- 著者
-
YANG Ling
AKAO Teruaki
KOBASHI Kyoichi
HATTORI Masao
- 出版者
- 公益社団法人日本薬学会
- 雑誌
- Biological & pharmaceutical bulletin (ISSN:09186158)
- 巻号頁・発行日
- vol.19, no.5, pp.701-704, 1996-05-15
- 参考文献数
- 15
- 被引用文献数
-
1
7
Bifidobacterium sp. strain SEN was isolated and characterized by hydrolytic conversion of sennosides to sennidins (Akao et al., Appl. Environ. Microbiol., 60, 1041 (1994)). The sennoside-hydrolyzing capacity of the strain SEN was disappeared following the addition of glucose to the media in spite of good bacterial growth and potent activity hydrolyzing p-nitrophenyl β-D-glucopyranoside (pNPG). In a fructose-containing medium, no such suppressing effect was shown. Following a 10 h incubation in 50 mM potassium phosphate buffer (pH 7.4), the sennoside-hydrolyzing activity of the bacterium increased, dose-dependently, with the addition of sennoside B. Inhibition of the substrate-induced increase in sennoside-hydrolyzing activity was observed following the addition of some antibiotics (chloramphenicol, streptomycin, and rifampicin). In particular, chloramphenicol completely inhibited the increase of sennoside-hydrolyzing activity while 38% pNPG-hydrolyzing activity remained.
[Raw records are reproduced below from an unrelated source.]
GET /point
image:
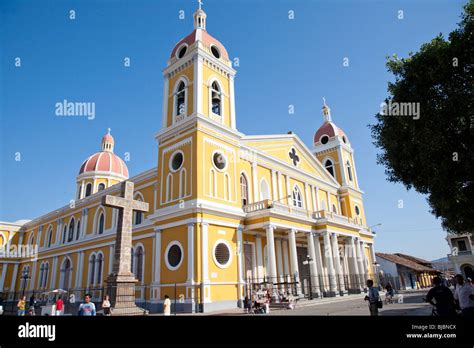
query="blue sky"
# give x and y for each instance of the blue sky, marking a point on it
(282, 62)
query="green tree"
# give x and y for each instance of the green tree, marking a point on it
(434, 154)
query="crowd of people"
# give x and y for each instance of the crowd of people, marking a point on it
(446, 302)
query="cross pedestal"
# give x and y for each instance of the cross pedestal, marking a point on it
(121, 282)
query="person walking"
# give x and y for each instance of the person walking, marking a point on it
(87, 308)
(59, 306)
(167, 306)
(21, 306)
(106, 305)
(464, 295)
(373, 298)
(444, 299)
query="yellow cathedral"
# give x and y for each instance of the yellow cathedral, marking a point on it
(229, 213)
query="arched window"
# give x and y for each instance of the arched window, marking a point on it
(88, 189)
(297, 200)
(182, 183)
(216, 99)
(349, 170)
(32, 239)
(212, 183)
(49, 237)
(138, 215)
(100, 223)
(227, 194)
(100, 262)
(244, 189)
(329, 165)
(264, 191)
(66, 274)
(78, 229)
(139, 263)
(180, 99)
(70, 236)
(64, 234)
(92, 269)
(169, 187)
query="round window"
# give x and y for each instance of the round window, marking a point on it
(174, 255)
(215, 52)
(219, 160)
(176, 161)
(222, 254)
(182, 51)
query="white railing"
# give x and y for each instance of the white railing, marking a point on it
(260, 205)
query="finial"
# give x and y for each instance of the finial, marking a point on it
(326, 111)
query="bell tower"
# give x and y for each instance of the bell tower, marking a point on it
(199, 79)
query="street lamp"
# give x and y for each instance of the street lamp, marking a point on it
(25, 276)
(307, 261)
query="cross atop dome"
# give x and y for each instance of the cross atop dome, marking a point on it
(199, 17)
(326, 111)
(108, 142)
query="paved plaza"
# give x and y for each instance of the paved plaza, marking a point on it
(352, 305)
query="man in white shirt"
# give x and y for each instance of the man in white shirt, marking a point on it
(464, 294)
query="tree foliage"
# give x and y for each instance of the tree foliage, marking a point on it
(434, 154)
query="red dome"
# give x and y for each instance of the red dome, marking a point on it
(331, 130)
(207, 39)
(105, 161)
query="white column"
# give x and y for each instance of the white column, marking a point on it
(2, 277)
(31, 286)
(271, 267)
(255, 182)
(240, 262)
(312, 265)
(198, 88)
(80, 268)
(288, 191)
(329, 261)
(232, 102)
(337, 261)
(364, 257)
(190, 279)
(360, 263)
(258, 246)
(53, 270)
(280, 188)
(286, 259)
(294, 258)
(274, 186)
(318, 260)
(316, 193)
(15, 274)
(206, 290)
(157, 258)
(355, 266)
(165, 102)
(111, 258)
(279, 259)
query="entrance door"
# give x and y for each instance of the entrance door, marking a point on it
(303, 269)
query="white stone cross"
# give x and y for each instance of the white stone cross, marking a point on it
(123, 241)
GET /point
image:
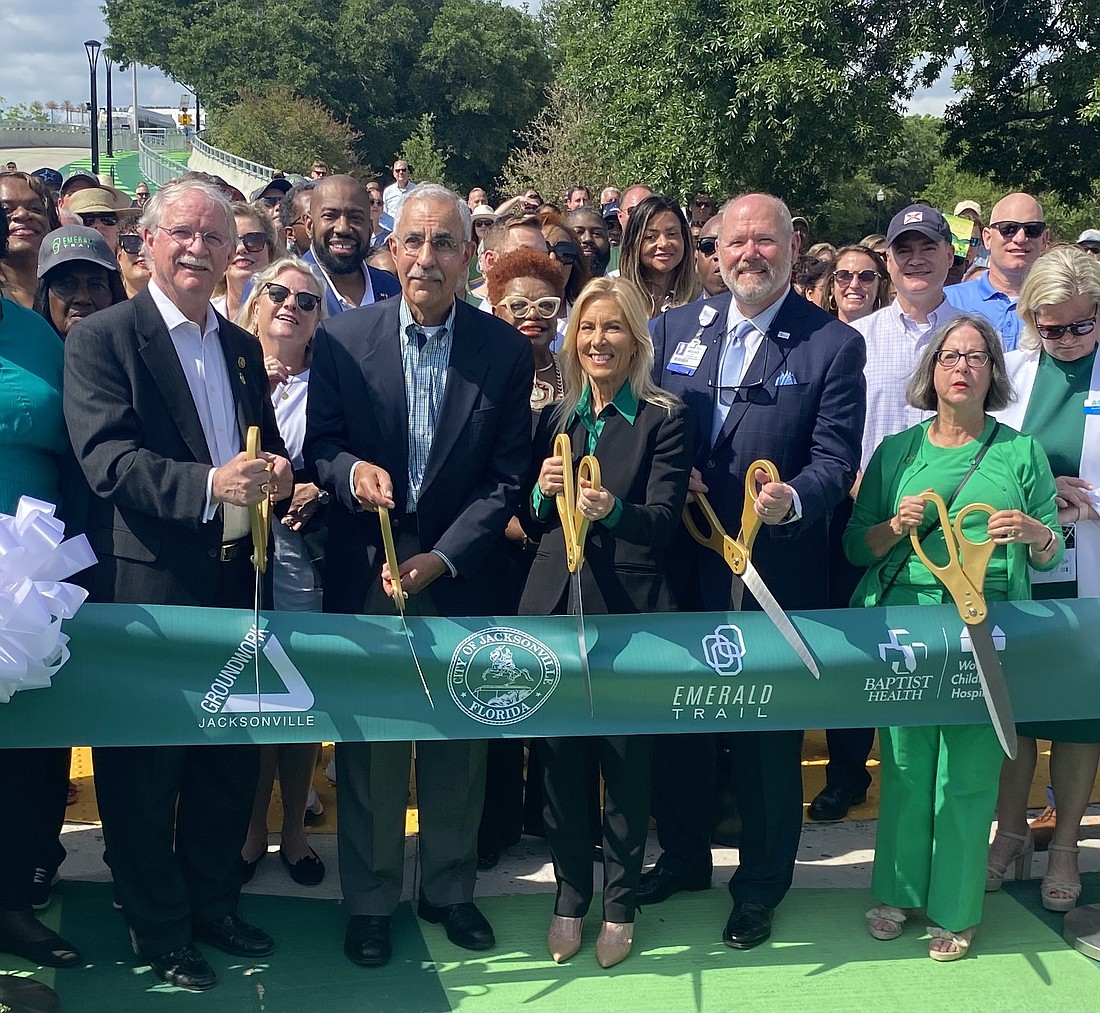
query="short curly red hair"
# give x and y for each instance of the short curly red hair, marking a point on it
(523, 263)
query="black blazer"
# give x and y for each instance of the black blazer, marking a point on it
(140, 444)
(481, 450)
(811, 429)
(647, 466)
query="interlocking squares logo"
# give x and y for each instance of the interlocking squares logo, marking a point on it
(903, 657)
(724, 650)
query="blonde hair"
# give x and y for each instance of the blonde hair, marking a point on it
(631, 301)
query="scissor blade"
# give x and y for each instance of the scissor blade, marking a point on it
(768, 603)
(993, 686)
(582, 640)
(416, 660)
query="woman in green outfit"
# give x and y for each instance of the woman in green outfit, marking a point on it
(1057, 378)
(939, 783)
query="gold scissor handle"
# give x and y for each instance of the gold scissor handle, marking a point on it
(260, 514)
(965, 573)
(391, 551)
It is suggested that the strain SEN produces two different β-glucosidases of which the sennoside-hydrolyzing enzyme is inducible. In addition, the glucosides pNPG, esculin, salicin, or amygdalin stimulated the induction of the sennoside β-glucosidase, but less markedly than sennoside. Sennidin A or sugars (glucose, fructose, cellobiose, or maltose) did not induce the enzyme.